Error when creating inputs_embeds for certain images
Hi,
I get an error when using this model for some images. I attached one of these problematic images. The error seems to be independent from the text prompt. My transformers version is 4.45.
Minimal example:
from transformers import LlavaNextProcessor, LlavaNextForConditionalGeneration
import torch
from PIL import Image
import requests
processor = LlavaNextProcessor.from_pretrained("llava-hf/llava-v1.6-vicuna-7b-hf")
model = LlavaNextForConditionalGeneration.from_pretrained("llava-hf/llava-v1.6-vicuna-7b-hf", torch_dtype=torch.float16, low_cpu_mem_usage=True)
model.to("cuda:0")
image = Image.open(img_path)
conversation = [
{
"role": "user",
"content": [
{"type": "text", "text": "What is shown in this image?"},
{"type": "image"},
],
},
]
prompt = processor.apply_chat_template(conversation, add_generation_prompt=True)

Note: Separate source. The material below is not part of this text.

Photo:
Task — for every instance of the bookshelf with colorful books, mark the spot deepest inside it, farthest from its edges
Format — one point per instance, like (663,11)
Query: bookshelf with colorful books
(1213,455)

inputs = processor(images=image, text=prompt, return_tensors="pt").to("cuda:0")
# autoregressively complete prompt
output = model.generate(**inputs, max_new_tokens=100)
print(processor.decode(output[0], skip_special_tokens=True))
I only get a RuntimeError: CUDA error: device-side assert triggered, however, from some debugging it seems that in modeling_llava_next.py
special_image_mask = (
(input_ids == self.config.image_token_index).unsqueeze(-1).expand_as(inputs_embeds)
)
image_features = image_features.to(inputs_embeds.device, inputs_embeds.dtype)
inputs_embeds = inputs_embeds.masked_scatter(special_image_mask, image_features)
For the images that work, the shape of the mask seems to match the image_features, in particular, torch.sum(special_image_mask[0,:,0]) == len(image_features), which is not the case for the problematic image.
there we have:
torch.sum(special_image_mask[0,:,0]) is 1948
len(image_features) is 1850
image:
https://drive.google.com/file/d/1HgCATi4GdjfOgasPfjGMN-6EG-IuhhR_/view?usp=sharing
@Maximal hey, thanks for providing clear reproducers. It is related to unpadding which messed up the order of height and width and was fixed in https://github.com/huggingface/transformers/pull/33263. Can you try updating transformers?
It works for me in v4.47
Hi @RaushanTurganbay . Yes, 4.47 seems to fix these issues for me too. Thanks for the quick reply.